十分、恐怖を植え付けてしまっているにも関わらず、少将はまだしゃべり続ける。
「結局、戦中に対決することはなかったが、彼の戦い方をどう崩すか、盤上で何度か考えてみたことがある。だが、どうにも俺との相性が悪そうでな……」
前髪をかき上げ、掻きむしる。
「餌を撒いて敵を泳がせ、泳ぎ疲れたところを一網打尽にする、というのが俺の好みなんだが、それが通用する相手ではどうにもないようだ。俺の演技なんてすぐに見破るだろうし、決して陽動には乗ってくるまい。鋭い洞察力と堅実さこそ、
「でも、行くしかないじゃない」
女史の力強い青い瞳が見つめてくる。そうでしょ? と口が動く。
フレッドは頭を掻く手を止め、静かにおろし、ズボンのポケットに半ば差し入れる。
「まあ今回は脱出すれば合格なわけだからな。やりようはある」
「もう心配したじゃない。あるなら、あるって言いなさいよ」
マリーが口をとがらせる。と同時に、両肩から力が抜けた。こりをほぐすように腕を回す。ニメールやカールの顔からも険しさが消え、信頼の眼差しに変わる。フレッドはその変化を目の当たりにし、咳払いすると戦友の方へ目をやった。相棒は不変の無表情で見返してくる。それは彼にとって、貴重な精神安定剤だった。幾度強敵を下し覇者だ何だと讃えられても、一介の神経質な元銀行家には、いつまで経っても荷が重いというものだ。
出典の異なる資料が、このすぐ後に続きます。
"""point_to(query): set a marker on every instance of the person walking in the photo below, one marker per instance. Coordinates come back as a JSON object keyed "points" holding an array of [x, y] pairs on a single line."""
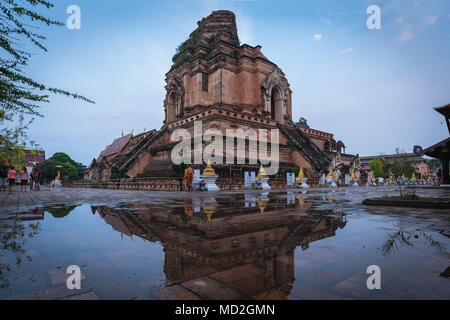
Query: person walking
{"points": [[31, 179], [23, 179], [3, 177], [11, 179], [189, 177], [37, 182]]}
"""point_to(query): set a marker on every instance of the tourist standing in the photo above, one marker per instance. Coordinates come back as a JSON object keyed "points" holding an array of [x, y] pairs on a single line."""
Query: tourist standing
{"points": [[23, 179], [37, 182], [189, 177], [12, 178], [31, 179], [3, 177]]}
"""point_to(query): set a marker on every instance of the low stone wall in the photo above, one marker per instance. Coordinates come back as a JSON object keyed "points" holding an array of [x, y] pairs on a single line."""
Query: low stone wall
{"points": [[166, 184], [159, 184]]}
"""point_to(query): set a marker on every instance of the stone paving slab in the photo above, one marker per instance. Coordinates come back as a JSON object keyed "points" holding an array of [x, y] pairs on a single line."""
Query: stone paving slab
{"points": [[55, 293], [346, 197]]}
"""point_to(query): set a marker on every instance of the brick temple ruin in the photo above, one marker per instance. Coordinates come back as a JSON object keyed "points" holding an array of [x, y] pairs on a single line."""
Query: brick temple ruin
{"points": [[226, 85]]}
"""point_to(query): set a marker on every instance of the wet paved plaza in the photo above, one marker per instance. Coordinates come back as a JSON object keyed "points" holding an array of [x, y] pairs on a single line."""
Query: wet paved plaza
{"points": [[221, 245]]}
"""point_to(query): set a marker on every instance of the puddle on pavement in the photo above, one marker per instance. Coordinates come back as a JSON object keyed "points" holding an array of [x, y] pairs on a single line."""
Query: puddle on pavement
{"points": [[241, 246]]}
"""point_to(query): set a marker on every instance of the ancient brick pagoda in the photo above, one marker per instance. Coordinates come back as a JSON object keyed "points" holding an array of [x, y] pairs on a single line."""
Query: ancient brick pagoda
{"points": [[225, 85]]}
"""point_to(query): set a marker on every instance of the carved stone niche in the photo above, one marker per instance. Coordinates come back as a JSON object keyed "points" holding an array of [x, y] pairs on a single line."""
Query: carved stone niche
{"points": [[275, 97], [174, 102]]}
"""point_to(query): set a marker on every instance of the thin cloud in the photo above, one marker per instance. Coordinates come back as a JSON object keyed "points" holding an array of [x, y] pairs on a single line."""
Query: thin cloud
{"points": [[346, 51], [428, 20], [405, 35]]}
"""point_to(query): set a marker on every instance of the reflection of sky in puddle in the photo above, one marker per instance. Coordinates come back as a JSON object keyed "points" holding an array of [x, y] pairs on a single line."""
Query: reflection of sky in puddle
{"points": [[258, 245]]}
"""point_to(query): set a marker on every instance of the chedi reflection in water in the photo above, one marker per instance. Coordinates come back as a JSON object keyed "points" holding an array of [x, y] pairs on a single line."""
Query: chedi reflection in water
{"points": [[248, 248]]}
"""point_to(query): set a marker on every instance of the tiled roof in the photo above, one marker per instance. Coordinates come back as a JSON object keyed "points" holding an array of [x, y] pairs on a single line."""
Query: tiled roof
{"points": [[35, 156]]}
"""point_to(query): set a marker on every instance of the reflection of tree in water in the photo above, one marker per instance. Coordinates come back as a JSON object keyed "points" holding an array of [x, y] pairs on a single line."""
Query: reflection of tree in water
{"points": [[14, 235], [405, 238], [60, 211]]}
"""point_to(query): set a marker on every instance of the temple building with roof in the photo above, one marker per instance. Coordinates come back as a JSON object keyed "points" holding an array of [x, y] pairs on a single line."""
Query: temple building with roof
{"points": [[441, 150], [225, 85]]}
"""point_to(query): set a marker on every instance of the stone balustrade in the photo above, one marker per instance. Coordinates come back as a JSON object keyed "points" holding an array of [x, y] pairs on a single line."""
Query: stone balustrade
{"points": [[166, 184]]}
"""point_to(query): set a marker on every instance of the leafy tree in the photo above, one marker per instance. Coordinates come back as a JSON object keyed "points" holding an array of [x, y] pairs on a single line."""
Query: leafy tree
{"points": [[377, 167], [20, 95], [49, 171]]}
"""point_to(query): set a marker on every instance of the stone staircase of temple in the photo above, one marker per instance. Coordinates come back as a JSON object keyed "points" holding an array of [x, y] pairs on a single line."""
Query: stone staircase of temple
{"points": [[141, 149], [307, 148]]}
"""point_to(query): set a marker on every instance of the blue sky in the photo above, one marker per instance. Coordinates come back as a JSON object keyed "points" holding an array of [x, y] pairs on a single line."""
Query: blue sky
{"points": [[374, 89]]}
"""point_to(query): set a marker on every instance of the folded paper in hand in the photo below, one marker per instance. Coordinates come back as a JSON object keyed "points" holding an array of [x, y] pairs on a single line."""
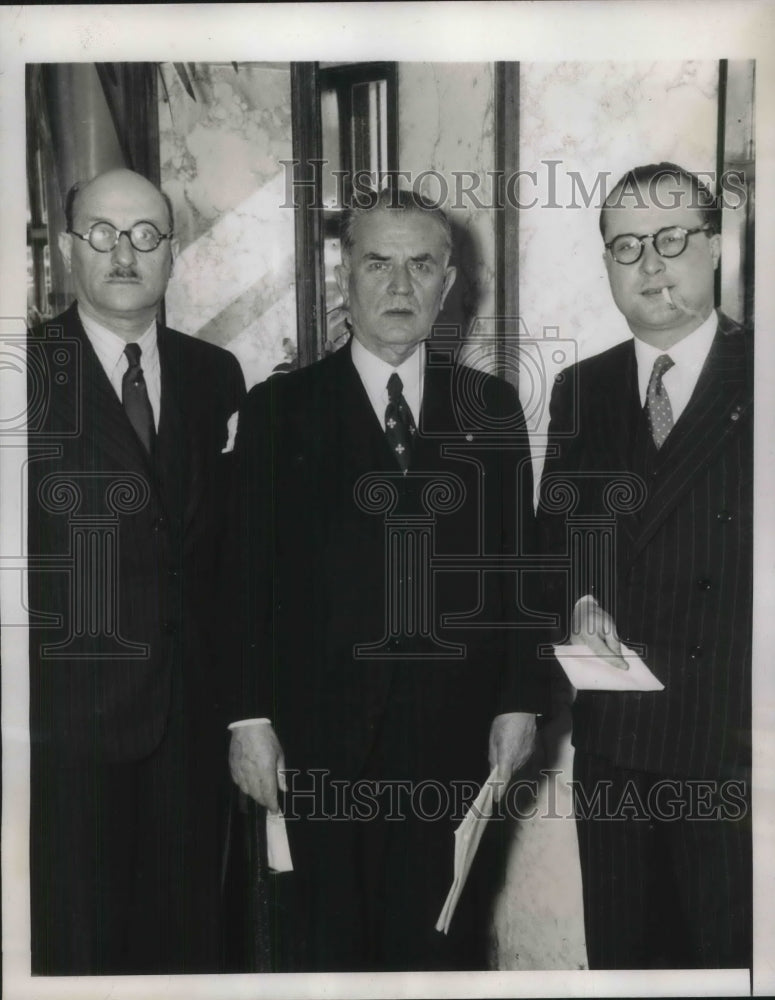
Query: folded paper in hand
{"points": [[278, 852], [467, 837], [588, 672]]}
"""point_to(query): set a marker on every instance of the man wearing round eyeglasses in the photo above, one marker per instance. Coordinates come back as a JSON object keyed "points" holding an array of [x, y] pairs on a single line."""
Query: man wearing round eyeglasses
{"points": [[662, 777], [127, 485]]}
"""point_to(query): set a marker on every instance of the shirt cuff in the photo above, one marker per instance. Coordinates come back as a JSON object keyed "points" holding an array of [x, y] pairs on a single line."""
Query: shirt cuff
{"points": [[586, 597], [240, 723]]}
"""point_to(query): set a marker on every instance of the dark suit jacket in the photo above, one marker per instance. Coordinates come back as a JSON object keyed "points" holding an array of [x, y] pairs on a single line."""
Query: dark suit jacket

しかし、時の政府に徴兵され、今度は二人の女史に頼られては、今更責任を放棄することはできない。大きく深呼吸すると、覚悟を決めて言い放った。
「敵は三倍。だが、出口は一つ。成すべきことも一つだ」
それから振り返って、廃墟中に響き渡る大声で命じた。
「総員乗車!! 出撃するぞ!!」
頼もしい号令に、レジスタンスたちが歓呼の声でこたえる。フレッドは震える手を握りしめて背中側へ隠し、満面の笑顔を見せた。